“Everything about that Christmas was pristine. We split our time between Manhattan and the lake house where I grew up. He spared no expense with my happiness. I remember every dinner was extravagant. He spent a small fortune on dresses for me. He bought me jewelry to go with the clothes. I even remember the one red coat Archie gifted me because I liked the look of it in the shop window. He sent my mother flowers to beg forgiveness for my absence at home. He charmed my dad like never before. He took the idea of charm to new heights really, but when it came time for me to go back to school… things changed.
“We spent the night together on New Year’s Eve in a penthouse overlooking Times Square that the family was renovating to sell. I remember the snow. I remember the s*x…” Esther’s voice trailed off for a moment with a small laugh. “After all the effortless charisma for those weeks, he was more awkward than I had ever seen him. God, you should have seen it, Hillary. I mean, I laughed at one point because of something he asked me!”
The friends both laughed then, and Esther took a moment to remember where she was in her story.
She continued. “Archie begged to come with me. He promised he could use connections to get me into an English university, and he knew I had the transcripts to match. He said he would take care of everything if I just agreed, but I had a life in D.C. I had friends. I had an internship for the summer already. I liked my school. As much as I loved Archie that winter, I felt too young to be promising forever, and when I was honest with him he got distant.

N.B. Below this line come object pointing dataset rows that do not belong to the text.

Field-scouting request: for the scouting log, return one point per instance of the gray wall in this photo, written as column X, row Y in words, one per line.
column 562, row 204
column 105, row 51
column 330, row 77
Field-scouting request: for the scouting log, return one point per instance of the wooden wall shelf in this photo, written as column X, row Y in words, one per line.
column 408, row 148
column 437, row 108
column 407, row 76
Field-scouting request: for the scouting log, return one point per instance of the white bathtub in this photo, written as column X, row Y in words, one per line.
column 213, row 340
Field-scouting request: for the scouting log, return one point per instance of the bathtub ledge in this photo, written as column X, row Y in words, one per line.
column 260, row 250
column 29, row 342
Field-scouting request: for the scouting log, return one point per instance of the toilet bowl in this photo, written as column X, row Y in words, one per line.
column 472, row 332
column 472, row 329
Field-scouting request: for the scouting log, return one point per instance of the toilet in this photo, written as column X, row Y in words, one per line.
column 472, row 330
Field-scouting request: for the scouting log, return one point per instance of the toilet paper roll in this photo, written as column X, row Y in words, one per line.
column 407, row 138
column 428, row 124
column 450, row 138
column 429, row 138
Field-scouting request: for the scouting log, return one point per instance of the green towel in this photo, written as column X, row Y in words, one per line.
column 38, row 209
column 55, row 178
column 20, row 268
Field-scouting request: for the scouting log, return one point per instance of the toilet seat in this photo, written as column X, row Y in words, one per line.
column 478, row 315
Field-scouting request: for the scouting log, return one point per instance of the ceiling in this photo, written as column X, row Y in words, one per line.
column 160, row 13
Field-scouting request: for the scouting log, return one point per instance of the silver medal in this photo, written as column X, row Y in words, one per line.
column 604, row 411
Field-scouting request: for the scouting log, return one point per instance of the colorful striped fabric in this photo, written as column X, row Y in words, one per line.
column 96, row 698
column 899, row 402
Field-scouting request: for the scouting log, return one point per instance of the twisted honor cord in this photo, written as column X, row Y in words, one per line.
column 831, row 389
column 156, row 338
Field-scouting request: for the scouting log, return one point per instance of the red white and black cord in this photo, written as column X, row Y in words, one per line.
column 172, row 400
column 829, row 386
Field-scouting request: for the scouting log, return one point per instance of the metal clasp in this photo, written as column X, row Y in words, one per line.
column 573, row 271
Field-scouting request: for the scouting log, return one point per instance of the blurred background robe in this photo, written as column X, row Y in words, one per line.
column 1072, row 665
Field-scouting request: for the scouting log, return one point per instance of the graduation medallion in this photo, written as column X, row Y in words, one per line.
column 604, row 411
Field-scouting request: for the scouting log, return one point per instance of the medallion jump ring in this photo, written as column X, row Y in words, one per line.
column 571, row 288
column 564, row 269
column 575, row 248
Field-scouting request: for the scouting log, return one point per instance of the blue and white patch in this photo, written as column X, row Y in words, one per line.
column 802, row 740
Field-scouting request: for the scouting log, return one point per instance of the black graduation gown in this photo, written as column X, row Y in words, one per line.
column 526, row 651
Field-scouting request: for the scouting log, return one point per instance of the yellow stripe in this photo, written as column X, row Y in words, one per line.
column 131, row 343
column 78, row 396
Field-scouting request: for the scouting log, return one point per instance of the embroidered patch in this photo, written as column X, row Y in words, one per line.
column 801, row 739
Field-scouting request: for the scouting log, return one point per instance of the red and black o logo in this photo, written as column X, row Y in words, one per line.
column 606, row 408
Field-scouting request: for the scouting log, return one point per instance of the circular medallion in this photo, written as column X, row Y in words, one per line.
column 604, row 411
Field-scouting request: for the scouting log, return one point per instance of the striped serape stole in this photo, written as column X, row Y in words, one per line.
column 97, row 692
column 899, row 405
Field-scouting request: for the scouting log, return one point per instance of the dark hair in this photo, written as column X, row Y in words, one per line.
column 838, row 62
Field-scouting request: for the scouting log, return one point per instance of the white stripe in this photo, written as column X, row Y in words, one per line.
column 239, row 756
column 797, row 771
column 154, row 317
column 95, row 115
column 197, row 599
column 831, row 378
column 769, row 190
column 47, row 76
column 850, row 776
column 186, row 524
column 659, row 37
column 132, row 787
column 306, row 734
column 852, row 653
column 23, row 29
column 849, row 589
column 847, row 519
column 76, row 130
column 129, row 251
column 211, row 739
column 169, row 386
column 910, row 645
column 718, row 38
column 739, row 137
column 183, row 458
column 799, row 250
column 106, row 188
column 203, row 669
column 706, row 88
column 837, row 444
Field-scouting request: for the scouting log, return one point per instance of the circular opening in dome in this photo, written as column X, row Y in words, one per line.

We said we would keep in touch, but that never works.”
“Did you ever see him?”
“When Mom died, I saw him one last time.”
“I remember you calling me about that.”
Hillary was remembering the summer after they got their graduate degrees just as readily as Esther was. She had been unable to come up for the funeral because of a hurricane, and Esther was newly single. Feeling alone, it seemed heaven sent when Archie showed up in a pristine suit at the end of the visitation line. He was supposed to be at his family’s office in Shanghai, but he set the world aside for her. It was only a day, but it had been the release she needed to be with him again.
One week after the funeral, she was back at her job in D.C. The next day, her boyfriend at the time was at her doorstep with three dozen roses, begging forgiveness and asking to take him back. One month later, Esther was in the United States Virgin Islands with twenty of her closest friends and family getting married to a man who made her feel happy and safe. She did not have to worry about him disappearing at a moment’s notice, no matter how many beautiful things he bought her. Joshua Foster had been the boy-next-door when she moved to Georgia for graduate school. Josh was real, and he was ready to be a part of her dreams.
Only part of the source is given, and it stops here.